Dalam tahap aksi maupun pemeliharaan, kekambuhan, dapat terjadi, yaitu individu kembali
pada pola perilaku sebelum aksi.
Model transteorik sejalan dengan teori-teori rasional atau teori-teori pembuatan
keputusan dan teori ekonomi yang lain, terutama dalam mendasarkan diri pada proses-proses
kognitif untuk menjelaskan perubahan perilaku.
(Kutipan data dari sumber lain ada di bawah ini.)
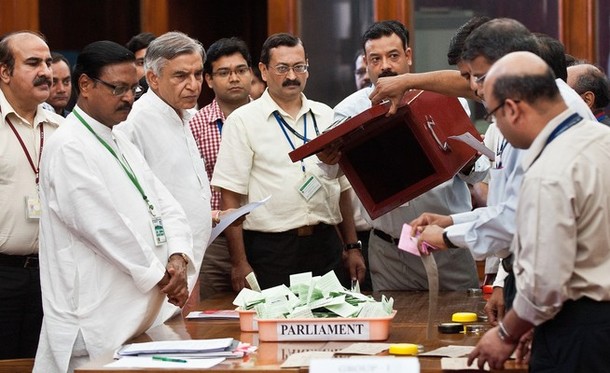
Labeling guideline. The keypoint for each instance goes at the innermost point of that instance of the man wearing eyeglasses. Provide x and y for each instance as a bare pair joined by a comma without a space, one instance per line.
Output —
158,126
228,73
295,230
114,243
25,127
561,238
387,53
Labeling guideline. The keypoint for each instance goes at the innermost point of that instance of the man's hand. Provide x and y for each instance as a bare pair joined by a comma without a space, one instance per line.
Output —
177,286
354,263
427,219
331,154
494,308
492,350
390,88
432,234
238,275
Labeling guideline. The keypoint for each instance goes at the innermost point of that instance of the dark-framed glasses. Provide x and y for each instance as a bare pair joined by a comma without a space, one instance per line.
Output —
225,73
479,80
120,90
284,69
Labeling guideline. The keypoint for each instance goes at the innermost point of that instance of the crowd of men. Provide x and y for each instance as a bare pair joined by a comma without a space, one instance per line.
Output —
106,207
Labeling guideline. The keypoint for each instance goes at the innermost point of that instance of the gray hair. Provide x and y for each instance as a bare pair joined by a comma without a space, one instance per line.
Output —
167,47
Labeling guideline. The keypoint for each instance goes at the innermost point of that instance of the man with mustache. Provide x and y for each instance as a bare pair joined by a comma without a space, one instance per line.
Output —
295,230
25,81
387,53
114,243
61,90
158,126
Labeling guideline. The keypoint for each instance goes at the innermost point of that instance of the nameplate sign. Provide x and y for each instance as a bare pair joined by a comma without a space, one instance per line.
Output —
323,331
365,365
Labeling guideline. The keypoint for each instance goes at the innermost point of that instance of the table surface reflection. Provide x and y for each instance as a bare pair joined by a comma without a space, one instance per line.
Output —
415,322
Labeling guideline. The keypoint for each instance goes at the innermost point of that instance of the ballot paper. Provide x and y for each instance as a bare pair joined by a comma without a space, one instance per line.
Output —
471,141
311,297
213,315
460,363
229,218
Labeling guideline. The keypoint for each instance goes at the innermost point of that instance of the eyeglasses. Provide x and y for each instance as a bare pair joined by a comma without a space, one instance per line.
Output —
225,73
120,90
480,79
284,69
489,117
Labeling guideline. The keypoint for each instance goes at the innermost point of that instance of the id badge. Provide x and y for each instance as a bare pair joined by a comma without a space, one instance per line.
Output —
158,231
32,207
309,187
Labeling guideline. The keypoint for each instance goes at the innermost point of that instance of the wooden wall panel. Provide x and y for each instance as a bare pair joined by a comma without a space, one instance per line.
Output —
18,15
399,10
154,16
282,16
577,25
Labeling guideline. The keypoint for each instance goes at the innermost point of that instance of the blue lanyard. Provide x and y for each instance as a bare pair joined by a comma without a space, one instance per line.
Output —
283,125
567,123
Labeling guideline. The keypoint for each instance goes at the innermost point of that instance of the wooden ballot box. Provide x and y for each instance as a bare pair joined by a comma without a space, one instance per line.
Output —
391,160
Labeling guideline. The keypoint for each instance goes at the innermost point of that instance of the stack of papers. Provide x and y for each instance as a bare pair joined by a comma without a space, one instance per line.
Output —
312,297
194,348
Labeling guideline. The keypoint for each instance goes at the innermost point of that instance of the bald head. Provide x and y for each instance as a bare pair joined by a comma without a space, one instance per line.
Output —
521,89
521,76
591,84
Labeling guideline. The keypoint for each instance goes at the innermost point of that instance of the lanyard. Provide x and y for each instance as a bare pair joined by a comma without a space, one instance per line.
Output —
283,125
568,123
126,167
35,168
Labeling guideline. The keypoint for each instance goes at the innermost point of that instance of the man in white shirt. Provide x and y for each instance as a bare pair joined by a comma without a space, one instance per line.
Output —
158,126
561,240
295,230
113,241
25,80
387,54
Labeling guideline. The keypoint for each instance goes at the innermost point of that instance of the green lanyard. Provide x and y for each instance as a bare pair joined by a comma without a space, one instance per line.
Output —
129,172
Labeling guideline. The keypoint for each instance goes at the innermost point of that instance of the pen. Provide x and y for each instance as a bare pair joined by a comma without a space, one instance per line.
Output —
170,359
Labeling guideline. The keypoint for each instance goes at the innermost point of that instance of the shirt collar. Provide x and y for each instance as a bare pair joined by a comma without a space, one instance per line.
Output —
100,129
540,141
42,115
c.   Model Komunikasi Persuasi


Model komunikasi atau persuasi (Mc guire, 1964) menegaskan bahwa komunikasi
dapat dipergunakan untuk mengubah sikap dan perilaku kesehatan yang secara langsung
terkait dalam merantai kausal yang sama. Efektifitas upaya komunikasi yang diberikan
bergantung pada berbagai input (atau stimulus) serta output (atau tanggapan terhadap
stimulus). Menurut model komunikasi atau persuasi, perubahan pengetahuan dan sikap
merupakan prekondisi bagi perubahan perilaku kesehatan atau perilaku-perilaku yang lain.
Variabel-variabel input meliputi : sumbe pesan, pesan itu sendiri, saluran penyampai, dan
karakteristik penerima, serta tujuan pesan-pesan tersebut. Variabel-variabel output merujuk
pada perubahan dalam factor-faktor kognitif tertentu,seperti pengetahuan, sikap, pembuatan
keputusan,dan juga perilaku-perilaku yang dapat diobservasi.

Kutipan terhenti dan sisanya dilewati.